The GA4GH Web API uses a JSON wire protocol, exchanging JSON representations of the objects defined in its Protocol Buffers schemas. More information on the schemas is available in Google Protocol Buffers; basically, the Protocol Buffers type definitions say what attributes any given JSON object ought to have, and what ought to be stored in each of them.

GA4GH JSON Serialization

The GA4GH web APIs use Protocol Buffers IDL to define their schemas, and use the associated Google Protocol Buffers JSON serialization libraries.
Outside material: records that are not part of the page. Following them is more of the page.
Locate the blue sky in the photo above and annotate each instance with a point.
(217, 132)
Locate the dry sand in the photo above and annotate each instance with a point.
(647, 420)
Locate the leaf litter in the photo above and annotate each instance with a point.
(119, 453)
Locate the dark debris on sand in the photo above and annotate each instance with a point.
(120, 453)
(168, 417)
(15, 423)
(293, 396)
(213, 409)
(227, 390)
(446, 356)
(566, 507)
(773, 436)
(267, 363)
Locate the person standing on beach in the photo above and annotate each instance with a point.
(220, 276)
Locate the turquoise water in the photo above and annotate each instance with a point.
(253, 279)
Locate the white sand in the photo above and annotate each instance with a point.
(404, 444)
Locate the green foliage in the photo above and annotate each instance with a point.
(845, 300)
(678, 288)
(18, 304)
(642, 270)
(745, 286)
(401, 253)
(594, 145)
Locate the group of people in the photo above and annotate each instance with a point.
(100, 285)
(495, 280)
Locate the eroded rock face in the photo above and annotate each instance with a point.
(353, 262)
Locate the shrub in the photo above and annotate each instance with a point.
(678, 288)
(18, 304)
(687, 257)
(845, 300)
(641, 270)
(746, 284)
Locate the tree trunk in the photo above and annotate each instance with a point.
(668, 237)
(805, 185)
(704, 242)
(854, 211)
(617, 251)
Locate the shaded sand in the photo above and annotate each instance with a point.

Notice that the Protocol Buffers IDL uses snake case, while the on-the-wire protocol is in camel case.

Serialization example

For example, here is the schema definition for Variants (with comments removed):

message Variant {
  string id = 1;
  string variant_set_id = 2;
  repeated string names = 3;
  int64 created = 4;
  int64 updated = 5;
  string reference_name = 6;
  int64 start = 7;
  int64 end = 8;
  string reference_bases = 9;
  repeated string alternate_bases = 10;
  Attributes attributes = 13;
  repeated Call calls = 12;
}

Here is a serialized variant in JSON. It’s a bit of an edge case in some respects:

{
    "id": "gv79384-3200-11",
    "variantSetId": "vs-44-1",
    "names": [
        "rs110",
        "Victoria"
    ],
    "created": 1446842841,
    "updated": null,
    "start": 1000,
    "end": 1001,
    "referenceBases": "A",
    "alternateBases": [
        "C",
        "CTATCTT"
    ],
    "attributes": {
        "attr": {
            "numberOfPapers": {
                "values": [
                    {"int32Value": 11}
                ]
            },
            "variantFacts": {
                "values": [
                    {"stringValue": "is_long"},
                    {"stringValue": "is_interesting"}
                ]
            }
        }
    }
}
Things to notice:
  • A serialized record contains no explicit information about its type.
  • “repeated” types are serialized as JSON arrays.
  • Maps are serialized as JSON objects.
  • Messages are also serialized as JSON objects.
  • Enums (not shown here) are serialized as JSON strings.